Estados vão propor texto para ajuste tributário
Agência Estado
De Brasília
Vinte e três Estados prometeram ontem apresentar uma proposta alternativa para substituir o projeto do relator da reforma tributária na comissão especial da Câmara, deputado Mussa Demes, quando a matéria for apreciada pelo plenário da Casa. A base do modelo defendido por eles é que o Imposto sobre Circulação de Mercadorias e Serviços (ICMS) permaneça com os governos estaduais, seja regulado por lei federal única, sua arrecadação passe a pertencer aos Estados consumidores e não produtores, como é hoje.

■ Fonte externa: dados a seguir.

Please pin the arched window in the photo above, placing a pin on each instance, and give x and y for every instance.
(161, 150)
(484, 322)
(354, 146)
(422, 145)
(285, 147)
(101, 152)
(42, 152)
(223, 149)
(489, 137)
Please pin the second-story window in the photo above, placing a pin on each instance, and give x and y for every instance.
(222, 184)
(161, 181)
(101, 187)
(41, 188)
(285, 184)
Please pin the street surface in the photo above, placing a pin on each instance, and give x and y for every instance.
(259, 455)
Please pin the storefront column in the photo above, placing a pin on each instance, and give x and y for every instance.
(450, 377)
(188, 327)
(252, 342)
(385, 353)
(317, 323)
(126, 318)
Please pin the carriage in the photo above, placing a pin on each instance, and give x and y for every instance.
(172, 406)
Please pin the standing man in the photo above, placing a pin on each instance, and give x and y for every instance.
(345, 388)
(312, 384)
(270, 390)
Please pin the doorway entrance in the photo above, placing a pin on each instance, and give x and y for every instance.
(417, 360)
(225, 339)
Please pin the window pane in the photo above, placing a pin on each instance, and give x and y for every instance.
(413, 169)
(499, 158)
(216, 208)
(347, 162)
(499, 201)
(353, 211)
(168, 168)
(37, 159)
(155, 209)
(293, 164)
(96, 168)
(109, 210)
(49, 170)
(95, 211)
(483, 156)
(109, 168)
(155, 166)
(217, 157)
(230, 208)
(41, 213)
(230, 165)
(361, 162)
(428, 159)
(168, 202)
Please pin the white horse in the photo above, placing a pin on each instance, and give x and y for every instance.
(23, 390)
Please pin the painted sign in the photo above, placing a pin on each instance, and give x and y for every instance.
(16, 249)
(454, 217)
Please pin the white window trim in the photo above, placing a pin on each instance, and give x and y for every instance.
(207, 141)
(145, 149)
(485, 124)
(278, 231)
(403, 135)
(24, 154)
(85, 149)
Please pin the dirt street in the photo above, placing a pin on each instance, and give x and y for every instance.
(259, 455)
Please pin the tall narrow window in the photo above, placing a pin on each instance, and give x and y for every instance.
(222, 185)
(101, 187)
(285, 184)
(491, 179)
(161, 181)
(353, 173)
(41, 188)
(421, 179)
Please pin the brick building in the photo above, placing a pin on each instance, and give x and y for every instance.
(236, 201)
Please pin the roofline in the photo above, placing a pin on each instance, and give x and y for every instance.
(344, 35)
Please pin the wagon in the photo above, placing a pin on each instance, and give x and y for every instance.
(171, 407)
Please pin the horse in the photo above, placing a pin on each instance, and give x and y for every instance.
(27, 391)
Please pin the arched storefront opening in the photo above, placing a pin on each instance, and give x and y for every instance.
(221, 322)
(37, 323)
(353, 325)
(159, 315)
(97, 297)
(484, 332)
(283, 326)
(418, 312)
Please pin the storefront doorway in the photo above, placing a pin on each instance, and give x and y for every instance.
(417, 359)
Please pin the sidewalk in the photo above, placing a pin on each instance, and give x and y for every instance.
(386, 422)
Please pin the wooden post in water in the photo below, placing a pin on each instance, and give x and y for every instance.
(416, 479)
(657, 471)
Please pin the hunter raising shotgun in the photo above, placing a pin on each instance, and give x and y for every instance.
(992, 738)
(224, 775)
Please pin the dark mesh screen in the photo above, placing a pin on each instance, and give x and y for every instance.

Essas mudanças garantiriam o fim da guerra fiscal.
Com essa estratégia, Estados como a Bahia, Ceará e Goiás, os mais agressivos nos últimos anos na atração de investimentos com redução de impostos, tentaram desfazer a polêmica travada nos últimos dias na comissão especial da Câmara. Por pressão das bancadas desses Estados, a votação do substitutivo de Mussa foi adiada para terça-feira. O modelo do relator inviabiliza a guerra fiscal ao destinar as receitas do novo ICMS para os Estados consumidores e não aos Estados produtores.
A decisão dos Estados foi anunciada pelo secretário de Fazenda da Bahia, Albérico Mascarenhas, após reunião de mais de três horas entre os secretários e representantes de 23 Estados e o relator da reforma tributária na comissão especial da Câmara. A Bahia, apesar de liderar o movimento por uma proposta alternativa à do relator, não assinou o documento divulgado com as críticas ao substitutivo de Mussa. São Paulo, que apóia o relator e tem marcado posição contrária à guerra fiscal, não compareceu à reunião e nem assinou o documento, subscrito, entre outros, pelo Rio Grande do Sul e Minas Gerais.
O relator, no entanto, saiu da reunião dizendo que não vai alterar a essência de seu relatório, com votação marcada para terça-feira na comissão especial. Mussa argumentou que sua proposta prevê várias formas de solucionar os poucos casos de falta de comunicação entre a alíquota estadual e federal do novo tributo.